Our commentary in the Globe and Mail

  1. You (Ottawa Mens, from Ottawa - Home of family court flagrant abusers of judicial POWER., Canada) wrote: Private Frédéric Couture did not blow his own foot off, it was not his fault, it was not his fault that he suffered depression. It begs the question, what sort of psychological support was he receiving? His comments indicated a need for help. If you think Private Frédéric Couture had reason to be depressed, spare a thought for all the fathers in Canada who end up victims of gender apartheid and never see their children again. Take lawyers like Lesley C. Kendall of the Kingston Ontario law firm Cunningham Swan Carty Little & Bonham or Joanne Barber or Timmins Ontario. Both personally fabricated evidence to prevent a father from ever seeing his child again. Joanne A. Barber provided a false written submission to a Justice Robert N. Fournier stating that the father admitted perjury when no such admission was ever made. That father was then repeatedly arrested, thrown in jail, where an associate of Joanne Barber and the mother had a jail guard tell prisoners he was , one of the worst in society, when that did not work, he personally took the father into a private room and threatened to kill him. Later a judge in Sudbury ordered a "fast track of trial of custody" and threw out a local order that he was a "vexatious litigant", The mother responded by hiring Lesley C. Kendall who had no evidence of any harassment so she fabricated a threat against her self and gave her own evidence while arguing a motion. Justice Denis Power gave her a restraining order against the father, not for any threats or danger, but "to end the litigation" that was ORDERED BY A JUDGE. Fathers are second class citizens in Canada. You can feel the hatred towards men O O Z I N G out of the court room walls. Throw in a judge like Denis Power with a seething anger problem and a propensity to flagrantly abuse his judicial power and you have enough to make many man depressed, in fact, more men kill themselves than die from HIV or for that matter than those killed in Afghanistan.

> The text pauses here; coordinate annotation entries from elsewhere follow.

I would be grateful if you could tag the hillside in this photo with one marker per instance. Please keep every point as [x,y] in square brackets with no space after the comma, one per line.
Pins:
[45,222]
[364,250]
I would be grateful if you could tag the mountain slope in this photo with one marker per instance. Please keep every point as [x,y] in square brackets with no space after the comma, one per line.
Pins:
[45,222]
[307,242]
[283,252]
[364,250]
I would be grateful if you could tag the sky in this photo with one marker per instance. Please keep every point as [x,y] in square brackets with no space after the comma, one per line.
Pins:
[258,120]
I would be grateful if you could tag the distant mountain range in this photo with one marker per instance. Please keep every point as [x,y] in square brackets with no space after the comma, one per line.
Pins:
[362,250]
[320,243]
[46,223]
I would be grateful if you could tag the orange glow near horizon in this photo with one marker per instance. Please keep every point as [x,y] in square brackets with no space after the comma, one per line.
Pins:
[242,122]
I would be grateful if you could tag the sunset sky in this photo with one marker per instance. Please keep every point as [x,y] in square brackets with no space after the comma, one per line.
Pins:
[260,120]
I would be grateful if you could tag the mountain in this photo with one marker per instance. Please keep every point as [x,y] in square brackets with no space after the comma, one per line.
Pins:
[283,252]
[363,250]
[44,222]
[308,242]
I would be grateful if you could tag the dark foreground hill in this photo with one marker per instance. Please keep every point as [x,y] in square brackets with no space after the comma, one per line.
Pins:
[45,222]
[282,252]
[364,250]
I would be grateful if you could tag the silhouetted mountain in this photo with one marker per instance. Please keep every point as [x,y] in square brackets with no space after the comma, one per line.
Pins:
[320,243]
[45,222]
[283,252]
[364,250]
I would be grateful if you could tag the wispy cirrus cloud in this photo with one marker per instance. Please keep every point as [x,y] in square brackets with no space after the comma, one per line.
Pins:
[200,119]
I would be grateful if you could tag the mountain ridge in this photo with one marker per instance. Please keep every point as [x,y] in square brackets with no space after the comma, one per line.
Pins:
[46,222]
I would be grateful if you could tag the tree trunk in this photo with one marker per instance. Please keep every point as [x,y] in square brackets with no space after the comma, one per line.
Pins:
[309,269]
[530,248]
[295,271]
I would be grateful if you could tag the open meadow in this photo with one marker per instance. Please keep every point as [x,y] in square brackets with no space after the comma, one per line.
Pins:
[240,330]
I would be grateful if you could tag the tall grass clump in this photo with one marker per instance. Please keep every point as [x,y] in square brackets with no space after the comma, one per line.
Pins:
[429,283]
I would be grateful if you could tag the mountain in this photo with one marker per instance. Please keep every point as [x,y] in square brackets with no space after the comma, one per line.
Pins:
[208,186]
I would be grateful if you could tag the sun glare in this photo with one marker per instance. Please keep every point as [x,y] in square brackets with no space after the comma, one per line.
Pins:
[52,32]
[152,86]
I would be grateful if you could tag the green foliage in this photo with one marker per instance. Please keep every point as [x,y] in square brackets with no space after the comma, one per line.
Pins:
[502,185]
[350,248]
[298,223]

  1. You (Ottawa Mens, from Ottawa - Home of family court flagrant abusers of judicial POWER., Canada) wrote: Today I'm grieving the loss of yet more Canadian lives in Afghanistan. I'm also getting very annoyed at seeing all those bumper stickers saying "if you not behind our troops, then feel free to stand in front of them" This is childish simple minded logic. I think all Canadians support our troops without question. The other question is should we be in Afghanistan and to do that we have to ask why are we in Afghanistan before considering the question of when and how to pull out. We are in Afghanistan as a "feel good" move to appease the Americans who were the ones who decided on a Hollywood shock and awe military "crusade" and then who left a stinking festering mess for the rest of the world to "clean up" or pacify without any thought to how the residents of that country might view foreigners. Now we are stuck with the moral question of how and when should we get out but, we need to remember of how and why we ended up there. In hindsight, we can see that the American administration, fabricated a stack of bullshit evidence to justify an invasion of Iraq. Any reasonable knowledgeable person would have and did predict the incredible loss of life and that begs the question of was it worth that just to "get rid of Sadam"?. The reality is that after the USA decided to invade Afghanistan they had the responsibility to follow it through till the end, no matter the cost, BEFORE they embarked on "another crusade". Just why should Canada have to loose hundreds of lives to clean up a festering mess that is an American responsibility. Lets hope that can Americans can find their way to do their obligation and fix the mess that they created.